Como continua a grassar e não apenas no Rio de Janeiro, como o constata
Custódio de Paiva Lima, essa mentalidade que justifica o enriquecimento por
quaisquer meios que sejam, sem se submeter a pruridos de consciência ou de
vergonha e que orienta a submissão – um crônico estado de espírito – com que os
governos do país, quase sempre, se mostram às potências estrangeiras.
Falando de
Café Filho, no Catete, imediatamente após a morte de Getúlio Vargas, o
jornalista não duvida que o novo governo
está doido para escancarar a economia ao imperialismo americano. O petróleo que
era nosso vai ser deles. O nosso minério de ferro.

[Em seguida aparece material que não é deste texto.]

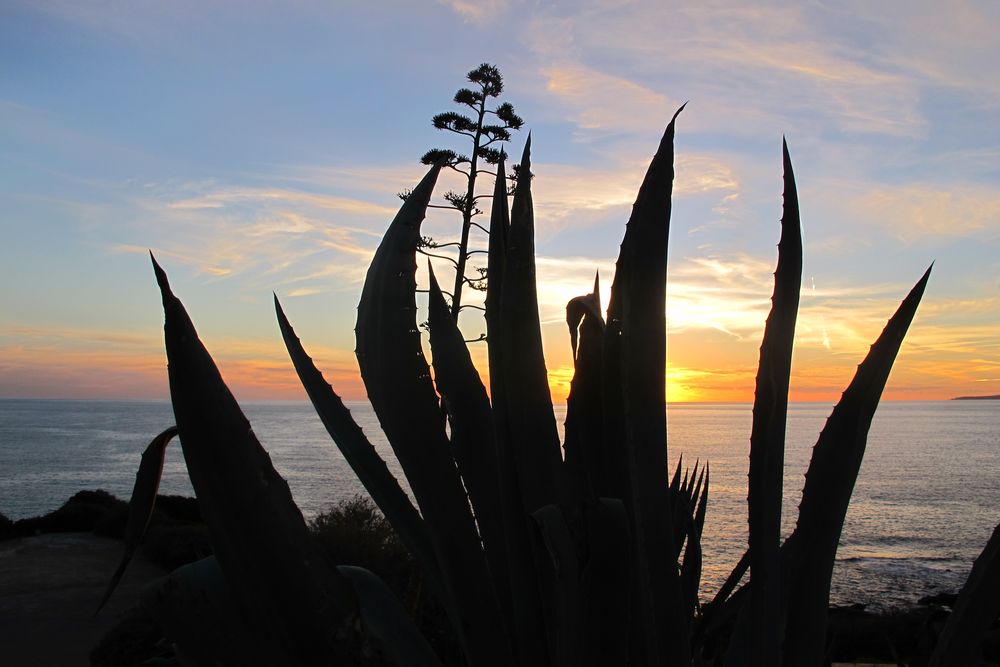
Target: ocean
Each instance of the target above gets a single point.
(924, 505)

As areias monazíticas. E tudo mais. Atitude entreguista que, na
verdade, já vinha dos primeiros anos republicanos quando o regime vagou por mares procelosos como nau sem rumo,
uma vez que o pregado pelos que idealizavam a república foi usurpado pelos
aproveitadores, os adesistas de última
hora que, não apenas ajudavam a
provocar confusões e escândalos, como não tinham consciência da insensatez dos
que, no governo, macaqueavam idéias da
Europa e da América do Norte. Era todo um coro de subserviência, principalmente aos banqueiros da City
londrina ou de qualquer banco internacional, pois como diz o narrador de A
faca e o mandarim, tanto os barões do café como os grandes exportadores
estavam convictos de que era bom para o
Brasil tudo o que resultasse em lucro
para a família Rothschild [...].
Confessando
preferir os clichês, as frases feitas, as imagens conhecidas aos volteios da boa retórica, Custódio de Paiva Lima emprega frases curtas e inusuais,
feitas de um gerúndio, de uma conjunção, de um substantivo; um vocabulário
escorreito em que se inserem termos já pouco usados e, em abundância,
expressões do mais perfeito lugar comum, formando um todo pleno de sagacidade e
de troça. Relato de idas e vindas que não abandona o seu fio condutor – a morte
do Senador Pinheiro Machado – e que se amplia no desenho de perfis, nas
descrições da cidade do Rio de Janeiro, no esboço das mentalidades e no tecer
das intrigas políticas.
E a linha que
separa a ficção da realidade se embaralha sem que isso resulte em prejuízo para
o prazeroso ato de ler ou para a compreensão dos azares do Continente.